Written By: Lenorae Atter, Attorney at Law
The reason this issue has arisen in 2012 is due to a recent appellate case, Gulledge v. Gulludge, 2D11-472 (Fla. 2nd DCA February 29, 2012). In this case, the couple was married for 30 years (long-term under Florida Statute 61.08) and the Wife was the primary breadwinner making approximately $60,000 per year. The Husband did not make more than $15,000 per year during the course of the marriage and at the time of divorce was making $9,000. The Husband also had a GED and a history of taking care of the children and doing the homemaking. In the divorce, the Husband was fairly and accurately requesting to receive permanent alimony (as available through Florida Statute if he can also show a need). The parties did not settle their case at mediation, so the case went for the judge to ultimately decide. The judge listened to the testimony and evidence and ruled in favor of the Wife finding that that Husband did not have a need for alimony and that he was underemployed.
The trial court’s decision was appealed and the appellate court reversed or overturned the trial court’s decision. The appellate court ruled that the Husband had demonstrated a need for alimony, but also agreed with the trial court, that he was under employed. However, no ruling by either the trial court or appellate court stated what the Husband should be earning with his GED and 30-year work history (e.g. minimal work with homecare and child keeping). The appellate court basically said that there was a need for the Husband to have alimony and that at least $1 of permanent alimony should be awarded in case the Husband could not find gainful employment, then he could have it modified.
Normally, in a divorce case of alimony, the parties present evidence to the court to demonstrate the alimony requesting party’s need for alimony and the perspective paying party’s inability to pay alimony. The court has to determine which expenses are legitimate and what fairly puts the parties in the right situation once the divorce is over. One of the things that be done to defeat alimony or permanent alimony is to show the educational background of the requesting party and his/her ability to work and what type of employment would be comparable to his/her skill set. In this case, the court did not make a ruling on these factors and the decisions seem to be based more on gender bias than on facts.
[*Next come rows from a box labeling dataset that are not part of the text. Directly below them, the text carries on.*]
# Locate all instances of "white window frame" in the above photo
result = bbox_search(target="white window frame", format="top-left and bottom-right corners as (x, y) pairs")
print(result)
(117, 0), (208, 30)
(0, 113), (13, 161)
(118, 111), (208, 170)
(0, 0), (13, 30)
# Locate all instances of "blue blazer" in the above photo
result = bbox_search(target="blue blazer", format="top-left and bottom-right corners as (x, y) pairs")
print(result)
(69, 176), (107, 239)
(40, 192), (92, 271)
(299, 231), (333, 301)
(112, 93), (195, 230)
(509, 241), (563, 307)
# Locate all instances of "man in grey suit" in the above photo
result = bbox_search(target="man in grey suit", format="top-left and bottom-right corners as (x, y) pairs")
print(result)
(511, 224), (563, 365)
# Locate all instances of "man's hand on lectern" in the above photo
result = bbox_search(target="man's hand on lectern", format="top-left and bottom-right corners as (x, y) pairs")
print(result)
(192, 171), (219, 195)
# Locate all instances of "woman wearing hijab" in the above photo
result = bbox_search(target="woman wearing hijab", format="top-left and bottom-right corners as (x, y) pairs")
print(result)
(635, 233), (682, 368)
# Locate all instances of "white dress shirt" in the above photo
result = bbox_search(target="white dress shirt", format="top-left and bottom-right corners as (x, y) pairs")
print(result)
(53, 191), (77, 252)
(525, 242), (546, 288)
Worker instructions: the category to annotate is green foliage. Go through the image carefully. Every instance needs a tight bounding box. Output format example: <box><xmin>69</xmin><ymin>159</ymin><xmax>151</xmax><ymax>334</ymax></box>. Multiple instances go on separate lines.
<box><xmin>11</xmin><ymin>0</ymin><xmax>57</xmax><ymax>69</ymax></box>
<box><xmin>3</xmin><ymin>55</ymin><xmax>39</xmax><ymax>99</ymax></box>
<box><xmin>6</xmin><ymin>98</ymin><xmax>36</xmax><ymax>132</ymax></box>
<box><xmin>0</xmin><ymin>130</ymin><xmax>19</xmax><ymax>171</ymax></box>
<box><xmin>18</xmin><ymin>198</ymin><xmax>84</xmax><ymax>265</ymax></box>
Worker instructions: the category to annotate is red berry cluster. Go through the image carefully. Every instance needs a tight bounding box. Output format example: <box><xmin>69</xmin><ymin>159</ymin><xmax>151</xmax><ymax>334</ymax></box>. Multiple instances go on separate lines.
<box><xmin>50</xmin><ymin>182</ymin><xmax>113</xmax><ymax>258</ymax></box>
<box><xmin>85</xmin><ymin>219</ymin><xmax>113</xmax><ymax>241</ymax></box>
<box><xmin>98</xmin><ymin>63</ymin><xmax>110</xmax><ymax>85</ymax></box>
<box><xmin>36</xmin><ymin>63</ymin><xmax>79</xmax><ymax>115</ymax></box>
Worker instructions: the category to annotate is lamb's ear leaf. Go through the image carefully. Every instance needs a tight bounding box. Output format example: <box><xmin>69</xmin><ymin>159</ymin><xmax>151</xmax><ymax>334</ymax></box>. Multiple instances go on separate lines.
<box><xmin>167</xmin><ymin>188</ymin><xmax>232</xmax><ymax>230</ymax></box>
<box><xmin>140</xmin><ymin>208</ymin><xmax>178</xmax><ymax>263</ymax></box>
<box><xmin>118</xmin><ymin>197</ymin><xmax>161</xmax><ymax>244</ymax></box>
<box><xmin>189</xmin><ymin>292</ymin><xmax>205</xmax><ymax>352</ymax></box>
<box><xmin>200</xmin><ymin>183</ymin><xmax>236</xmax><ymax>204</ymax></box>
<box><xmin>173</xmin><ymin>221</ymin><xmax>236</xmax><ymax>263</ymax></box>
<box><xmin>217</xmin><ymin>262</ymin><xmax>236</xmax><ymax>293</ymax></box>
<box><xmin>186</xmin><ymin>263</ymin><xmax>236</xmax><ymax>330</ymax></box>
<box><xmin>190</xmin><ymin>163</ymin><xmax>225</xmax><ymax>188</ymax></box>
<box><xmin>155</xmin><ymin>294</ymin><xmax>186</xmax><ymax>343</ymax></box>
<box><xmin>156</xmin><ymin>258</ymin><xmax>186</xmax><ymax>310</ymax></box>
The question becomes if this can be applied to men requesting alimony, then why can men not use this case to defeat having to pay alimony to the Wife? Florida divorce laws, at some point, need to be overhauled so that such decisions cannot be so ambiguous for those going through a divorce. Regardless of gender, if you do not work full-time for 30-years, you contribute to the marriage by providing childcare, homemaking and the like, it should not matter what your gender is because Florida statutes already lay out the requirements for receiving alimony. The truth is that such matters may have to be heard by the Florida Supreme Court before we have a more definitive answer. However, in law, there is always and will always be a grey area and the lawyer and parties need to be prepared for the grey area since the court ultimately has the final decision.